К сожалению, юноша не имел склонности к алкоголю и не был страстно увлечен женщиной, оттого не мог вовремя разгладить лишние морщины на полушариях, изводя мозг пляской воображаемых идеалов. И вот теперь он был в главном городе Кварты! Справедливости для отметим, что все еще за ее юридическими пределами, но такие тонкости в нашем деле не в счет.
Теперь же его страстно увлекла новая идея: двигаться вместе с армией, отправившейся на север, чтобы защитить кантон от объединившихся с какого-то перепоя гномов и троллей, спустившихся с гор и громивших селение за селением. Каждый день долетали слухи о том, что на севере творилось неладное. Пропустить главное сражение века, столкновение цивилизаций, что бы это ни значило, — не тут-то было!

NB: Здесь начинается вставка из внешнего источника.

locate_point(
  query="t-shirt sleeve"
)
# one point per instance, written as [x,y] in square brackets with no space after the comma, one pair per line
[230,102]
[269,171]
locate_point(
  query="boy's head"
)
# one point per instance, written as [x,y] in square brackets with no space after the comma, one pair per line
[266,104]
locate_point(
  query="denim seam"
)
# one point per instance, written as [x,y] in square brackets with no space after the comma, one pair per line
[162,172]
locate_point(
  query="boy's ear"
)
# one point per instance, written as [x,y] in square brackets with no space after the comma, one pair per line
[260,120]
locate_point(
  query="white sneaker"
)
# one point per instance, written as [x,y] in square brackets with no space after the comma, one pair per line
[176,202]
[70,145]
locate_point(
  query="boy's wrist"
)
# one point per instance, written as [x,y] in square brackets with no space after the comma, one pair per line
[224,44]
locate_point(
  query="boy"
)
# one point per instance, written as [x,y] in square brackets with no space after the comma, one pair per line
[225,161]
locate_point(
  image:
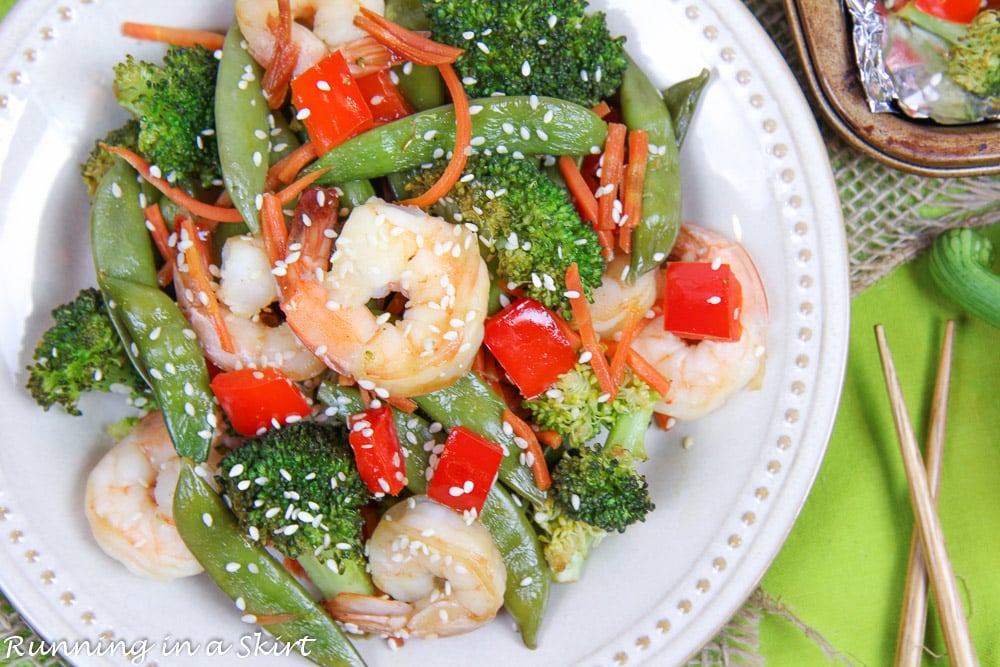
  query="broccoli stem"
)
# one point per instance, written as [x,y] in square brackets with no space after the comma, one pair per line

(Это утомительное эссе важно для понимания сюжета — потому, отдавая должное терпению читателя, но опасаясь им злоупотребить, двинем дальше!)
* * *
Вечером следующего дня «Прыгающая лягушка» в полном составе собралась в оккупированном за грабительский прейскурант сарае.
Кир, весь день просидевший взаперти, страдая желудочным расстройством, заговорщицки вышел на видное место у стены и кашлянул, как способны кашлять ораторы и подавившиеся шерстью кошки:
— Кхе-кх! Друзья. Эмм… Я хочу кое-что обсудить, будьте так добры, — обратился он к расположившейся на пустых бочонках компании.
К стене были приделаны две скрученные в рулон облезлые козьи шкуры, годившиеся разве на растопку. Когда все взгляды устремились на них, парень дернул за бечевку, раскатав первую.
На умащенной плесенью шкуре ушедшей в Лету козы углем были изображены три соединенных стрелками квадрата и еще какая-то клякса наверху, вестимо, обозначавшая сумму всего мыслительного процесса. Квадраты могли бы быть поровнее, и стрелки тоже… Но во главу угла был поставлен смысл в ущерб изяществу.
Гумбольдт, отложив куриную ногу, резко моргнул, будто кто-то дунул ему в лицо. Бандон завороженно смотрел на угольные фигуры, скрестив огромные руки на груди. Хряк расплылся в идиотской улыбке — единственный вид улыбок, на который он был способен. Хвет прикинулся, что его тошнит, и, согнувшись, укрылся за занавеской. Аврил восхищенно впилась глазами в Кира. По всему судя, ей было все равно, что он скажет, лишь бы продолжал говорить.
Оратор выставил вперед узкий подбородок, расправил плечи (та еще сцена!) и показал рукой в направлении «плаката»:
— С тех пор как началась эта заваруха с троллями и гномами, все бегут с севера на юг, правильно?
— Ну? Да ты гений, блин! — отреагировал Хряк, сплевывая под ноги.
Неизвестно откуда в руке у Кира оказалась ветка, указующая последовательно на квадраты:
— Это — три причины, почему нам нельзя оставаться здесь. А это, — он дернул за шнур, раскатав на стене вторую шкуру, — почему мы должны двигаться на север.
— Два ежа тебе в зад, Кир! Что за хреновину ты устроил? — Хряк готов был выйти из себя, хотя его мятущемуся духу должно было быть вполне просторно в обширной туше.